The protests claimed some two dozen lives.

Ihsanoglu told a conference in Istanbul at the weekend that the OIC had failed to win a ban at the United Nations and would not revive its long diplomatic campaign for one.

Asked about recent media reports that the OIC wanted to resume the campaign for a blasphemy ban, he said: "I never said this and I know this will never happen."

The OIC respects freedom of expression but sees anti-Islam videos and cartoons as an abuse of this freedom that Western countries should sanction through their own blasphemy or hate crime laws, he said.

LONG DIPLOMATIC STRUGGLE

Ihsanoglu's statement clarified the OIC stand at a time when Muslim religious leaders have stepped up demands for an international blasphemy law and politicians have accused Western states of spreading anti-Muslim hatred under the protection of their free-speech laws.

Starting in 1998, the 57-nation OIC won majorities in U.N. rights bodies and at the U.N. General Assembly every year for non-binding resolutions on "combating defamation of religions" that Western states opposed as potential threats to free speech.

But support for these texts steadily fell to just over 50 percent by 2010, because of strong Western and growing Latin American opposition, and the OIC opted for a weaker resolution against intolerance towards all religions last year.

That more general resolution, drawn up with the United States and the European Union, passed unanimously.

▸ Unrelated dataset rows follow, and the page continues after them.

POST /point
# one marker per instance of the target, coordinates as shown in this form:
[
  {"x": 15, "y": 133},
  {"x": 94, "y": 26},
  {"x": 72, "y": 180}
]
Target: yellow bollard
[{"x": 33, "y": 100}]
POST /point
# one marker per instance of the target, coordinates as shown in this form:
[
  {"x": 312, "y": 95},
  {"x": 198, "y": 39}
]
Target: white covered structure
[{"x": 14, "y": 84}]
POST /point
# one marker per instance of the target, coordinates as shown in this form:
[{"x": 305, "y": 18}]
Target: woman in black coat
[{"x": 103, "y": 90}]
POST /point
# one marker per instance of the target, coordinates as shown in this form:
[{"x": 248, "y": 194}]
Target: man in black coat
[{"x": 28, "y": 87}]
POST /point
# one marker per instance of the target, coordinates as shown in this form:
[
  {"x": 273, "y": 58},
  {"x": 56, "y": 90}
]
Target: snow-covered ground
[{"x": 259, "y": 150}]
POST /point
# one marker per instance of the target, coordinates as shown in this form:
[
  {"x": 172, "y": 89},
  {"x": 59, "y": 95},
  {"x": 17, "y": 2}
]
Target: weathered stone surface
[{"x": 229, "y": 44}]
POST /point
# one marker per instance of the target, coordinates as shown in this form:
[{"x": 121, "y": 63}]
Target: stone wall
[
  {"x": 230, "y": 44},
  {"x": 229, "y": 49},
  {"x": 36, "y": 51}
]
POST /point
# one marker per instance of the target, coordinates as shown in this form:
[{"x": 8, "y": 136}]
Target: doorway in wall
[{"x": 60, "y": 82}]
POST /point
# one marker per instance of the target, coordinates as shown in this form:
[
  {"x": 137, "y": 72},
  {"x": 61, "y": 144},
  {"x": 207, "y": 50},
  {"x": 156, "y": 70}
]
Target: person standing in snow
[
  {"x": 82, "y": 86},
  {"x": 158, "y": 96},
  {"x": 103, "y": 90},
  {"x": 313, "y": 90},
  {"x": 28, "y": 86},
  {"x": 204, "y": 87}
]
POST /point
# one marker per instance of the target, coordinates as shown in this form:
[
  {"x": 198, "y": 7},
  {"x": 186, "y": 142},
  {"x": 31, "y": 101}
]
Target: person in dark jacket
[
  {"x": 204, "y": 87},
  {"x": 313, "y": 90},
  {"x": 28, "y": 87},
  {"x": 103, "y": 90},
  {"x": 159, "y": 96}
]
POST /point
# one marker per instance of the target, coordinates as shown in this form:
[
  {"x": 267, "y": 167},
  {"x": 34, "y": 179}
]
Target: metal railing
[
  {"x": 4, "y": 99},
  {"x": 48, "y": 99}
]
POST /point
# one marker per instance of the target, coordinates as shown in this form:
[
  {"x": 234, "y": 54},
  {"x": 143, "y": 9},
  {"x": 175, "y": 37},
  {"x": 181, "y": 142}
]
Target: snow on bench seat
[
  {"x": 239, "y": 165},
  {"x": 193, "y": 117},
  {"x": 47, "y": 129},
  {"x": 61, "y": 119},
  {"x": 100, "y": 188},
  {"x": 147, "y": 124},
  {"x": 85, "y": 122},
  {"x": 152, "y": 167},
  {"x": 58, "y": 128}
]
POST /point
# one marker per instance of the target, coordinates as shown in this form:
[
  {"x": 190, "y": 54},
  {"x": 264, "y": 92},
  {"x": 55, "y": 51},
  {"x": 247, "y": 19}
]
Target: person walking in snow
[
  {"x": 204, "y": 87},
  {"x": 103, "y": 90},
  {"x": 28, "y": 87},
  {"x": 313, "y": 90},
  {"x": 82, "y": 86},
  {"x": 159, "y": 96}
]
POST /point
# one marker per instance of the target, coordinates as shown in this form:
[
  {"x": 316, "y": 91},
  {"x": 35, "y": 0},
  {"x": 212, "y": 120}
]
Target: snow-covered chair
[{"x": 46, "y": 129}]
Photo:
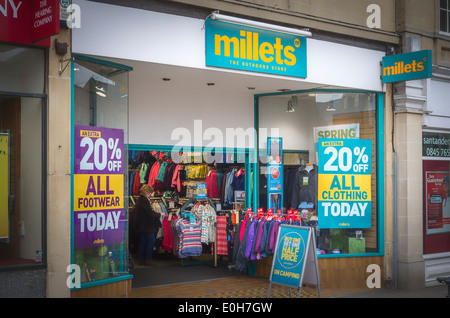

The long dispute highlighted differing views of free speech in Western and Muslim countries. Ihsanoglu said Western states had a "strange understanding" of free speech if it could be abused to hurt and insult others.

Responding at the United Nations last month to the Muslim protests against the U.S.-made video "Innocence of Muslims" parodying Prophet Mohammad, President Barack Obama condemned the film but staunchly defended free speech.

"The strongest weapon against hateful speech is not repression, it is more speech - the voices of tolerance that rally against bigotry and blasphemy," he said.

Explaining his decision not to pursue a world ban, Ihsanoglu said the 1966 International Covenant on Civil and Political Rights and a non-binding 2011 U.N. General Assembly resolution against religious intolerance provided a sufficient basis for U.N. member states to take legal action.

"We have enough law and we need to implement these laws," he said.

PAKISTAN'S NEGATIVE EXAMPLE

Muslim politicians have stepped up their denunciations of Western free speech policies following the video and cartoons lampooning Prophet Mohammad. Muslims consider any criticism of him as highly offensive and beyond free speech protection.

"We cannot accept insults to Islam under the guise of freedom of thought," Turkish Prime Minister Tayyip Erdogan told the Istanbul conference.

"We Muslims want the same respect shown to Jewish culture, which we support," Turkish Foreign Minister Ahmet Davutoglu said.

The respect Islam shows to the Jewish culture can be seen throughout the Qur'an, and I doubt Muslims would want to be treated as the "sons of apes and pigs."